Return the intersection of these two interval lists.

A closed interval [a, b] (with a <= b) denotes the set of real numbers x with a <= x <= b.

The intersection of two closed intervals is a set of real numbers that are either empty or represented as a closed interval. For example, the intersection of [1, 3] and [2, 4] is [2, 3].

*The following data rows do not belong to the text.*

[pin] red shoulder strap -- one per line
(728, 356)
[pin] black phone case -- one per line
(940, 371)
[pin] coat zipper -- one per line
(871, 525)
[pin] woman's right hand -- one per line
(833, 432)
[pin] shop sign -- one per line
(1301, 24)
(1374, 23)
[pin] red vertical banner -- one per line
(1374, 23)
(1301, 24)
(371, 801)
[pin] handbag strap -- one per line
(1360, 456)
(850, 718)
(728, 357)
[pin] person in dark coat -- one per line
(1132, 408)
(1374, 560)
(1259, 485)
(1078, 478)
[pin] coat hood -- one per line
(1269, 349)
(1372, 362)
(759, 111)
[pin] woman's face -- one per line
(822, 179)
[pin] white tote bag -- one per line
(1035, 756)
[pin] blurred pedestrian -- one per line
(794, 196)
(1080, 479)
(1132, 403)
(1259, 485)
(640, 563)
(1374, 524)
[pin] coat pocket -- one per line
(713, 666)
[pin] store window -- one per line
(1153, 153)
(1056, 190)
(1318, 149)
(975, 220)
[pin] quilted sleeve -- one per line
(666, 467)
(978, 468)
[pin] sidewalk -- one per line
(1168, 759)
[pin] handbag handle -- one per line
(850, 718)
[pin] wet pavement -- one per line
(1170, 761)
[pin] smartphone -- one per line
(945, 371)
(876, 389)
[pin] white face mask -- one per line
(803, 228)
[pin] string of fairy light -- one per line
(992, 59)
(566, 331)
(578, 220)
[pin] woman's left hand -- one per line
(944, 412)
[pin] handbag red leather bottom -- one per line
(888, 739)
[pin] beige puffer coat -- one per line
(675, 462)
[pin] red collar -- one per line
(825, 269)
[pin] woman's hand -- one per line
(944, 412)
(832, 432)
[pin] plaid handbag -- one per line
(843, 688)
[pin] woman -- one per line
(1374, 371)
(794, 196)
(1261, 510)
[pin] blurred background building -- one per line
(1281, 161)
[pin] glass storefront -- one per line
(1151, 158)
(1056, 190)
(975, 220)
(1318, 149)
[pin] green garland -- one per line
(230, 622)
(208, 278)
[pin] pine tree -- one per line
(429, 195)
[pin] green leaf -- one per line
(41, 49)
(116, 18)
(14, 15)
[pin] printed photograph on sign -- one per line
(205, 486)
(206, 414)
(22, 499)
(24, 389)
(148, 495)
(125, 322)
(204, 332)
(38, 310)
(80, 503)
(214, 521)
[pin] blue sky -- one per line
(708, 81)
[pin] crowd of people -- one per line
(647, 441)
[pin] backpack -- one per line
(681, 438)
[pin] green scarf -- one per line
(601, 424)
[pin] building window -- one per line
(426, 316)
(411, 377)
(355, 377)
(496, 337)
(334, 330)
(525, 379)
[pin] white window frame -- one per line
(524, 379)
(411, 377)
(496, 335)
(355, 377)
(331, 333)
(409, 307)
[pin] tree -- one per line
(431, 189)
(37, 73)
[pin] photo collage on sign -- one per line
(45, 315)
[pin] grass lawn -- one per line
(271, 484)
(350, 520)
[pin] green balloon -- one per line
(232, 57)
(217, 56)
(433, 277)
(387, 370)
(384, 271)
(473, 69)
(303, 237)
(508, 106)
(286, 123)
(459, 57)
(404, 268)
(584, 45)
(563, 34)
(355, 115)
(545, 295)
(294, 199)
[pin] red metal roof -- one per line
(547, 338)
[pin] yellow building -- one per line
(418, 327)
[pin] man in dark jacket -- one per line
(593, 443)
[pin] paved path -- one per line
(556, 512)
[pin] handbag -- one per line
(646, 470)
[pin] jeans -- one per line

Example 1: Input: firstList = [[0,2],[5,10],[13,23],[24,25]], secondList = [[1,5],[8,12],[15,24],[25,26]] Output: [[1,2],[5,5],[8,10],[15,23],[24,24],[25,25]]

Example 2:

Input: firstList = [[1,3],[5,9]], secondList = [] Output: []

Constraints:

0 <= firstList.length, secondList.length <= 1000 firstList.length + secondList.length >= 1 0 <= starti < endi <= 109 endi < starti+1 0 <= startj < endj <= 109 endj < startj+1

/**
 * @param {number[][]} firstList
 * @param {number[][]} secondList
 * @return {number[][]}
 */
var intervalIntersection = function (firstList, secondList) {
  // Initialize an empty array to store the result of interval intersections
  let result = [];
  // Initialize pointers for the two lists
  let firstP = 0;
  let secondP = 0;

  // Iterate through both lists until one of them is exhausted
  while (firstP < firstList.length && secondP < secondList.length) {
    // Determine the maximum starting point and minimum ending point of the current pair of intervals
    let maxNum = Math.max(firstList[firstP][0], secondList[secondP][0]);
    let minNum = Math.min(firstList[firstP][1], secondList[secondP][1]);

    // Check if there is an intersection between the intervals (maxNum <= minNum)
    if (maxNum <= minNum) {
      // If there is an intersection, add the interval [maxNum, minNum] to the result
      result.push([maxNum, minNum]);
    }

    // Move the pointer of the list with the smaller ending point to the next interval
    firstList[firstP][1] < secondList[secondP][1] ? firstP++ : secondP++;
  }

  // Return the result containing interval intersections
  return result;
};

The time complexity of this solution is O(n + m), where n is the length of the firstList and m is the length of the secondList. This is because we iterate through both lists once.

The space complexity is O(1) because we are using a constant amount of extra space to store the result array.